Mr. David John Ralph (GB) discussed that as priapism duration increases, the success for conservative therapy decreases and surgical management increases. Early insertion of a penile prosthesis in priapism maintains penile length, aids easy insertion, and treats the condition. Alternatively, late insertion of penile prosthesis result in penile shortening and difficult implantation.

Ralph mentioned the pre-requisites of penile implants for patients with Peyronie’s disease such as refractory erectile dysfunction, distal flaccidity, significant hinge effect, ossified/calcified plaque or, for example, those who cannot have a grafting procedure due to vascular disease.

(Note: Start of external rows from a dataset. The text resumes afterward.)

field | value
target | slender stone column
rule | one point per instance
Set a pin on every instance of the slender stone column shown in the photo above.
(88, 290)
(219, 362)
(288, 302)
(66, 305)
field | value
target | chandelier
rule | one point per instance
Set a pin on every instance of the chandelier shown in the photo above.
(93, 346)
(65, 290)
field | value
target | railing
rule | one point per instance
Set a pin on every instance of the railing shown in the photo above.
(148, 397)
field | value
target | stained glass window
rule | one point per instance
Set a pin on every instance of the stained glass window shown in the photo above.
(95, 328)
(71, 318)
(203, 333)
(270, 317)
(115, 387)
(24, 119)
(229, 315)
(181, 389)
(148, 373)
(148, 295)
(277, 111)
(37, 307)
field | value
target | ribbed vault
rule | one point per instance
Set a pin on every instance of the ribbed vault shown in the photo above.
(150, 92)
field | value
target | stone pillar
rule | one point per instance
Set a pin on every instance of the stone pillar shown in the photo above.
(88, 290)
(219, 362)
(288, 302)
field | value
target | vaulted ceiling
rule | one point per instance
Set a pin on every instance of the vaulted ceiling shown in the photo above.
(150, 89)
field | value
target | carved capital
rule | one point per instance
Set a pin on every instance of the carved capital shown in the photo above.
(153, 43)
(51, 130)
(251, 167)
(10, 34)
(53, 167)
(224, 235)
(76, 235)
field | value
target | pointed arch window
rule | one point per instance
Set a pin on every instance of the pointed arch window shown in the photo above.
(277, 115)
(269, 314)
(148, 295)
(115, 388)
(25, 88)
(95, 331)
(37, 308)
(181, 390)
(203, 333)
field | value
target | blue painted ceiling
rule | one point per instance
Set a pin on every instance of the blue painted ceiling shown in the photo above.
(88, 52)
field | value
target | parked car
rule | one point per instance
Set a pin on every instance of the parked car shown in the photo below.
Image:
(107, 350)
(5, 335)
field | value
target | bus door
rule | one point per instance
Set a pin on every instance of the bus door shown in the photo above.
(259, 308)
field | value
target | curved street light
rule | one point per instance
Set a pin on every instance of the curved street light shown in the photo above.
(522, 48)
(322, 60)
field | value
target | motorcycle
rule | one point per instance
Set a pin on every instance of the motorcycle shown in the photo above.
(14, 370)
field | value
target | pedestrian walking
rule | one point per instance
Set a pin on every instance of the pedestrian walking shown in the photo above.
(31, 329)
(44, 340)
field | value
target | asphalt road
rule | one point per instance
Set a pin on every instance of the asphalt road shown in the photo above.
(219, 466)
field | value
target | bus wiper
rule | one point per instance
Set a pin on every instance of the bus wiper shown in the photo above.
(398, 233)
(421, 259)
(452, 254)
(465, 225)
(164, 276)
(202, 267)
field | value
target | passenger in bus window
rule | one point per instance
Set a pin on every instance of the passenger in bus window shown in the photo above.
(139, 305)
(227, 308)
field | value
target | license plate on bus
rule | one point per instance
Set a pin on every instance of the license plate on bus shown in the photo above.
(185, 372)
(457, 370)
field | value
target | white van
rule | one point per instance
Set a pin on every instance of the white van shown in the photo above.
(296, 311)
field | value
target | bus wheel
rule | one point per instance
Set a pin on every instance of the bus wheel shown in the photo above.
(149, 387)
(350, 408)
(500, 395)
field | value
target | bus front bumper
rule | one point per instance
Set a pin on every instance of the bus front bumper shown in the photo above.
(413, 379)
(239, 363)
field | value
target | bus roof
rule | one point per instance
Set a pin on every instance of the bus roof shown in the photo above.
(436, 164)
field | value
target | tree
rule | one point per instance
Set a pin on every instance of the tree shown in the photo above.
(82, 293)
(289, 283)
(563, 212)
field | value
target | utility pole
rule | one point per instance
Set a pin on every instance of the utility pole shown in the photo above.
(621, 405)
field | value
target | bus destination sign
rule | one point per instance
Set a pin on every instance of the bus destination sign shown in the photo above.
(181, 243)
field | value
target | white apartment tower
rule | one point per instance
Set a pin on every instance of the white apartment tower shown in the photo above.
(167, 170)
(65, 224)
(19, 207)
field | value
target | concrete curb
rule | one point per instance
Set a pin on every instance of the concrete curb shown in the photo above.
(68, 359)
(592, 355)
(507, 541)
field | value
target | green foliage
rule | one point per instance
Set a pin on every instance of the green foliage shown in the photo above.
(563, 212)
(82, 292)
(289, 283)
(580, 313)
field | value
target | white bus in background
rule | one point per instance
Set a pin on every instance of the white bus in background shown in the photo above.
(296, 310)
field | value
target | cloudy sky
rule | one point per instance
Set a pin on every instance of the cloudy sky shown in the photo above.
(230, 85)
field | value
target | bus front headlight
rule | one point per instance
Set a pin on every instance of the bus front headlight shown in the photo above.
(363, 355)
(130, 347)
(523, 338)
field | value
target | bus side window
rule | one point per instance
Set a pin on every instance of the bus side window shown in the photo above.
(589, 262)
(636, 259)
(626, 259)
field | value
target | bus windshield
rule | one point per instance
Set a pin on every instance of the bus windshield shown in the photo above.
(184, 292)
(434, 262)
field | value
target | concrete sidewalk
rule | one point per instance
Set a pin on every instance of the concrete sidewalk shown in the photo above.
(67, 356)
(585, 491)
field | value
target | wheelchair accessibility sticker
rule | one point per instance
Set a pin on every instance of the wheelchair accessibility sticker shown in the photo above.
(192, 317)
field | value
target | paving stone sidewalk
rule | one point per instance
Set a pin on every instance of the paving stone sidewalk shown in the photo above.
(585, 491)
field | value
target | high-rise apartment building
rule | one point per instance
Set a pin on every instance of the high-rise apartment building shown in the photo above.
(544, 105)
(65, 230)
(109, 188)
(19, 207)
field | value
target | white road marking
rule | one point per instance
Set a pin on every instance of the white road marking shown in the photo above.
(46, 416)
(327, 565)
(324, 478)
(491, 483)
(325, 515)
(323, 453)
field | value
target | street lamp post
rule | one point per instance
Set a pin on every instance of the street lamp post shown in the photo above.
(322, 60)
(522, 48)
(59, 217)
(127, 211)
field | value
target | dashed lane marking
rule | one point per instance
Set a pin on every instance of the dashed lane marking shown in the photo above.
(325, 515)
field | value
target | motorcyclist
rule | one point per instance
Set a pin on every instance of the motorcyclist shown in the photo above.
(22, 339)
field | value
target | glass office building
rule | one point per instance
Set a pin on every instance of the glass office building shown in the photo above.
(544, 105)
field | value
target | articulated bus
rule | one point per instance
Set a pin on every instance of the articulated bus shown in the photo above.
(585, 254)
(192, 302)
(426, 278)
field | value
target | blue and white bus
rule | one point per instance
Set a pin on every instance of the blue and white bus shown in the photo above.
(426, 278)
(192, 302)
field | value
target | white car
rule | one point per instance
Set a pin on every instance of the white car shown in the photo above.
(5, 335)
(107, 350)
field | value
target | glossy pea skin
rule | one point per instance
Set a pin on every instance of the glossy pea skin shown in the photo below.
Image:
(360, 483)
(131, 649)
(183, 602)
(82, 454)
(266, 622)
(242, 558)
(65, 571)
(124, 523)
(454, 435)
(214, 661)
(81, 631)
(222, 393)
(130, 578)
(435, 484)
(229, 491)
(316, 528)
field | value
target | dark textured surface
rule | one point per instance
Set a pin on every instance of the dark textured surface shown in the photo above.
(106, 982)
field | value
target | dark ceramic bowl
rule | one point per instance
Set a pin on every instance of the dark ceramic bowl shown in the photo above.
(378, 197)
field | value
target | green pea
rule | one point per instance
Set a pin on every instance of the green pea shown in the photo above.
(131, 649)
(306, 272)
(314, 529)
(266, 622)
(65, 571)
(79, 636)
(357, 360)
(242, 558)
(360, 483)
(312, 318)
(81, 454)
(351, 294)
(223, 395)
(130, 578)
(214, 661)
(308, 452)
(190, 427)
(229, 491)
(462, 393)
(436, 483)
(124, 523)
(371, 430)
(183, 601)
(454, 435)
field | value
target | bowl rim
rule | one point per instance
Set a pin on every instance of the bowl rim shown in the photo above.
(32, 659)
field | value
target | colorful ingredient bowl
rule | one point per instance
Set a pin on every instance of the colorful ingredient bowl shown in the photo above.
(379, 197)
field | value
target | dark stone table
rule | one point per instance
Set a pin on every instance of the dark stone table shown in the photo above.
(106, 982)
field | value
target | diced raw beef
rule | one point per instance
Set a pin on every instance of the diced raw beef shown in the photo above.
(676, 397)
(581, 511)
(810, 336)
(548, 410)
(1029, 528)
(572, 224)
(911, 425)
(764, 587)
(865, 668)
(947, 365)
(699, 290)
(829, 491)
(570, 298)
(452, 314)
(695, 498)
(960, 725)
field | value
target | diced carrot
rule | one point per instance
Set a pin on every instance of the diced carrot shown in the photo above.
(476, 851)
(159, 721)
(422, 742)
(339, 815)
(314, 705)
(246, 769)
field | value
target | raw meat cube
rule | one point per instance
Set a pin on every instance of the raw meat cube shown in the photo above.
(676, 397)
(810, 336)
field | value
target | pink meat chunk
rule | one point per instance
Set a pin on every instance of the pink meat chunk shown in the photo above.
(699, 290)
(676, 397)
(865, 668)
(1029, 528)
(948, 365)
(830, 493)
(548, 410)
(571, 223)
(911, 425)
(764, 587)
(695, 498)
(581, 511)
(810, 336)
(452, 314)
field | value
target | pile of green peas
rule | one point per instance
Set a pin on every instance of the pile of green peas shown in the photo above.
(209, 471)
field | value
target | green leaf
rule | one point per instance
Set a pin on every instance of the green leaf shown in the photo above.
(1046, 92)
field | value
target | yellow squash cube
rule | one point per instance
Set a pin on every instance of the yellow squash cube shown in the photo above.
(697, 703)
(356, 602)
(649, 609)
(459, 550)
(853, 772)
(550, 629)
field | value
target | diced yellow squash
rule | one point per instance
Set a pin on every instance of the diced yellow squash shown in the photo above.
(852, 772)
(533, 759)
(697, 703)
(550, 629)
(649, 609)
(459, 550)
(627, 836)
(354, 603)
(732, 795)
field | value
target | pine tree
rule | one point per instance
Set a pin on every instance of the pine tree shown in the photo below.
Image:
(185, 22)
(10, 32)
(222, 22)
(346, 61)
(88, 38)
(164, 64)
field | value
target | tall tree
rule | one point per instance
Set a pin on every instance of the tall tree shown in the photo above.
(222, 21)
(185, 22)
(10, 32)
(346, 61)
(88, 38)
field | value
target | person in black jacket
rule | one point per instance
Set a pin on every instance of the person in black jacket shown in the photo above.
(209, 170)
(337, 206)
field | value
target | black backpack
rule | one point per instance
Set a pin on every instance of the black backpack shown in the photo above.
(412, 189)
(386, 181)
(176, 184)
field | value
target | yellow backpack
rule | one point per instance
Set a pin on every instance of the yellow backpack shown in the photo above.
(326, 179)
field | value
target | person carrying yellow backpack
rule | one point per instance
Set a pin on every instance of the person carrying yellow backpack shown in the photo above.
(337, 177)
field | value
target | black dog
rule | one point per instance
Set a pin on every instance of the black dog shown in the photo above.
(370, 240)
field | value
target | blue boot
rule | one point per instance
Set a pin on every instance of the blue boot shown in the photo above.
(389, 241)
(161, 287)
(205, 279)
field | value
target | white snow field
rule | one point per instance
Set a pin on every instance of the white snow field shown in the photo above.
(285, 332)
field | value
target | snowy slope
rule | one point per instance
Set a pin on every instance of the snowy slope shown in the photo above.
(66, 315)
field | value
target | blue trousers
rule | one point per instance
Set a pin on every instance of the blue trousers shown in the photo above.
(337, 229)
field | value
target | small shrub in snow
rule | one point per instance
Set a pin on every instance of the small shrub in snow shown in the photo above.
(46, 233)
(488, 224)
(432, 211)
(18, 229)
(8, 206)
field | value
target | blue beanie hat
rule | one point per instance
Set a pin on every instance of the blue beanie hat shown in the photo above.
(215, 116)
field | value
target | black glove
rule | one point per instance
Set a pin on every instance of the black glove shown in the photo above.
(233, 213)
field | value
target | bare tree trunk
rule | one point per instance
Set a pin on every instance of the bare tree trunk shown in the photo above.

Dr. Ulla N. Joensen (DK) stated that male reproductive development depends on normal early feotal testicular function. She said normal germ cell development in feotal life determines later reproductive capacity, and that timing is everything with reference to the masculinization programming window. Joensen said translation to clinical recommendations of the advancements in understanding how these processes work are difficult because this is a system that cannot be interventionally studied.

Men should not be considered infertile until they have a microTESE and are found to be infertile according to Mr. Majid Shabbir (GB). MicroTESE should be the gold standard survival sperm retrieval (SSR) technique for patients with irreversible non-obstructive azoospermia (NOA). Compared to the conventional TESE, microTESE almost doubles the chance of successful SSR.

Dr. Ferdinando Fusco (IT) discussed that male contraception remains an important area of research, and introduction of new forms of male contraception based on both hormonal and non-hormonal paradigms are wanted and needed.